The more I think about this, most of these issues seem to ultimately be due to 
the fact that you have to specify a fixed list of bootstrap servers which 
should be valid indefinitely. Assuming you have the right setup, you can work 
around this by, e.g., a VIP/loadbalancer/round robin DNS. But I'm wondering for 
how many people this requires extra work because they are already using some 
other service discovery mechanism? Today, if you want to pull bootstrap data 
from somewhere else, you need to do it at app startup and commit to using that 
fixed set of servers. I'm hesitant to suggest adding more points for extension, 
but wouldn't this be addressed more generally if there was a hook to get a list 
of bootstrap servers and we invoked it at startup, any time we run out of 
options, or fail to connect for too long? The default can just be to use the 
bootstrap servers list, but if you want to grab your list of servers from ZK, 
DNS, Consul, or whatever your system of choice is, you could easily hook those 
in instead and avoid this entire problem.

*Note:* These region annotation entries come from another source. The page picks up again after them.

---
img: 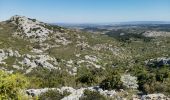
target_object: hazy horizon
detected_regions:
[0,0,170,24]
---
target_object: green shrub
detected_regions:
[80,90,108,100]
[0,71,28,100]
[100,74,123,90]
[39,90,70,100]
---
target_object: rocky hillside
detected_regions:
[0,15,170,100]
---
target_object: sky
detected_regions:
[0,0,170,23]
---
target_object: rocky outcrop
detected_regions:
[0,49,21,64]
[121,74,138,89]
[10,15,53,42]
[26,86,116,100]
[141,94,170,100]
[145,57,170,67]
[19,54,58,73]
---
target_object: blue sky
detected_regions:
[0,0,170,23]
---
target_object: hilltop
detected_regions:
[0,15,170,100]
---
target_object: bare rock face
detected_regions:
[145,57,170,67]
[141,94,170,100]
[9,15,53,42]
[121,74,138,89]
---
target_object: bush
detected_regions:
[39,90,70,100]
[77,74,97,85]
[0,71,28,100]
[100,74,123,90]
[80,90,108,100]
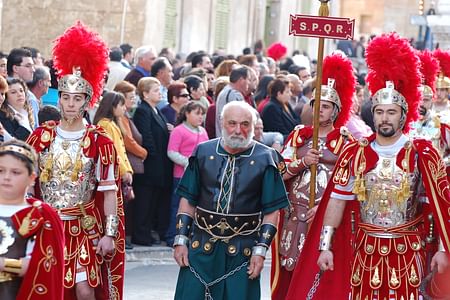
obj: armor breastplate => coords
[360,156,421,227]
[39,136,97,209]
[289,139,337,205]
[196,139,277,214]
[409,116,444,156]
[0,216,27,259]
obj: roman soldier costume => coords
[28,23,124,299]
[287,33,450,299]
[174,139,287,300]
[271,53,356,300]
[431,49,450,180]
[0,197,64,300]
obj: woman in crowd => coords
[261,77,300,138]
[94,92,133,184]
[132,77,173,245]
[114,81,147,249]
[166,101,208,246]
[346,85,373,140]
[184,75,209,110]
[255,75,275,114]
[161,81,190,125]
[0,78,35,141]
[0,140,64,300]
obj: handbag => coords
[127,152,144,174]
[127,119,144,174]
[122,182,134,202]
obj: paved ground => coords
[124,247,270,300]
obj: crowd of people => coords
[0,23,450,300]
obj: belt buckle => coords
[78,202,96,230]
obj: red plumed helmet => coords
[267,43,287,61]
[53,21,108,106]
[417,50,439,98]
[366,33,421,132]
[320,51,356,127]
[433,49,450,89]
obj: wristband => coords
[3,258,22,275]
[176,213,193,237]
[256,223,277,248]
[173,234,189,247]
[319,226,335,251]
[252,245,267,258]
[438,239,447,252]
[105,215,119,237]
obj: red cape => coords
[270,125,353,300]
[286,135,450,300]
[27,121,125,300]
[12,198,64,300]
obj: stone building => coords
[0,0,438,61]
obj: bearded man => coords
[27,22,124,300]
[174,101,288,300]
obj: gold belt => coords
[195,207,262,240]
[0,272,17,283]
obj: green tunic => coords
[175,141,288,300]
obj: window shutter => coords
[163,0,177,48]
[214,0,230,49]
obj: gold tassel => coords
[19,208,34,236]
[40,153,53,183]
[70,155,83,181]
[371,266,381,287]
[352,174,366,201]
[397,175,411,203]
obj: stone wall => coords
[0,0,424,57]
[0,0,146,57]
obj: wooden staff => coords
[309,0,330,208]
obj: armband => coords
[256,223,277,249]
[173,213,193,247]
[105,215,119,237]
[3,258,22,275]
[319,226,335,251]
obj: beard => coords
[377,123,397,137]
[222,129,254,149]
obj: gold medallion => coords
[81,215,96,230]
[192,241,200,249]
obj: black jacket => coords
[133,101,173,188]
[0,111,31,141]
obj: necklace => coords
[56,127,86,150]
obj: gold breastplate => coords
[289,138,337,205]
[39,136,97,209]
[360,156,421,227]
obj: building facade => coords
[0,0,442,61]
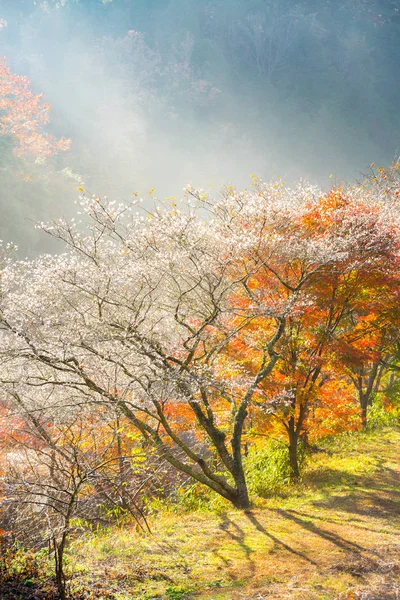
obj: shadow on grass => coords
[213,513,255,576]
[244,511,318,566]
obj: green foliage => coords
[245,441,306,498]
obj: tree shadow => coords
[244,511,318,566]
[213,513,255,576]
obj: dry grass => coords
[70,430,400,600]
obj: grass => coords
[63,429,400,600]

> NetworkClient may connect to a different Kafka cluster than originally 
> configured
> ---------------------------------------------------------------------------------
>
>                 Key: KAFKA-3068
>                 URL: https://issues.apache.org/jira/browse/KAFKA-3068
>             Project: Kafka
>          Issue Type: Bug
>          Components: clients
>    Affects Versions: 0.9.0.0
>            Reporter: Jun Rao
>            Assignee: Eno Thereska
>
> In https://github.com/apache/kafka/pull/290, we added the logic to cache all 
> brokers (id and ip) that the client has ever seen. If we can't find an 
> available broker from the current Metadata, we will pick a broker that we 
> have ever seen (in NetworkClient.leastLoadedNode()).
> One potential problem this logic can introduce is the following. Suppose that 
> we have a broker with id 1 in a Kafka cluster. A producer client remembers 
> this broker in nodesEverSeen. At some point, we bring down this broker and 
> use the host in a different Kafka cluster. Then, the producer client uses 
> this broker from nodesEverSeen to refresh metadata. It will find the metadata 
> in a different Kafka cluster and start producing data there.